New research shows how the increase in elephants’ workloads has affected their reproduction.

THE ASIAN ELEPHANT population in Laos has decreased by half in the last 30 years.

New research carried out by French scientists and conservation experts explores how elephant populations depend heavily on the socio-economic practices of the owners and country in question.

The setting-up of a ‘maternity leave’ system to compensate owners for loss of income during breeding periods would contribute to the species’ long-term survival, according to research from France’s National Center for Scientific Research (CNRS) and the French Beauval Nature association.

The research, published in Scientific Reports last week, notes how an increase in elephants’ workloads, notably for the timber industry, in the last two decades has affected their reproduction.

As outlined on EurekAlert, the elephant’s long gestation period of 22 months, followed by two years of weaning, makes reproduction incompatible with work. In addition, the exportation of Lao elephants to neighboring countries for tourism purposes threatens the population’s survival.

Breeding practices 

Researchers developed a bio-economic model that included an annual estimate of the elephant population based on demographic data such as age, gender and location that were collected regularly by the Lao Department of Livestock, as well as 50 interviews focusing on elephant owners’ breeding practices.
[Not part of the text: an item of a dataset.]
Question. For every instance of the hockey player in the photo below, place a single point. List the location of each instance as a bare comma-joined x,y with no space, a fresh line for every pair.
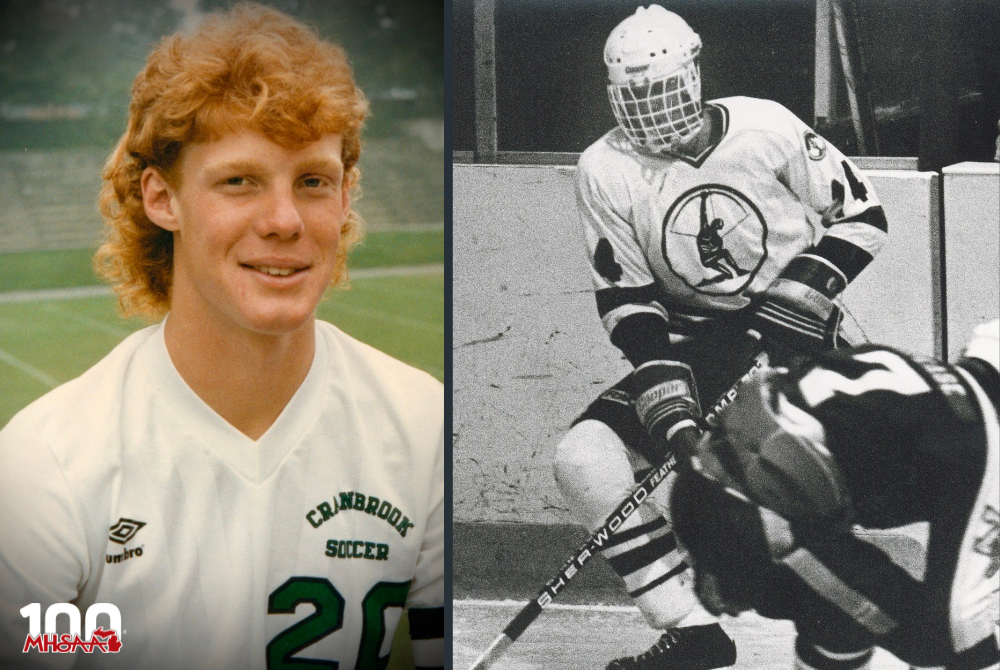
701,223
873,438
248,486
Projected over a century, the model simulates the owners’ decision-making process and asks if breeding elephants is more profitable than working for the logging or tourism industries. Elephant rides and other tourist-related activities are often criticised by animal rights groups.

Using several scenarios, researchers show that if current elephant exportation rates remain static the population could become extinct.

They also found that the development of a maternity-leave system to compensate the elephant owner’s loss of income would remove the economic trade-off between breeding and working, and allow the captive population to depend mostly on wild population dynamics through the mating of captive females with wild males.

The research also highlights the importance of including both wild and captive elephants in conservation policies.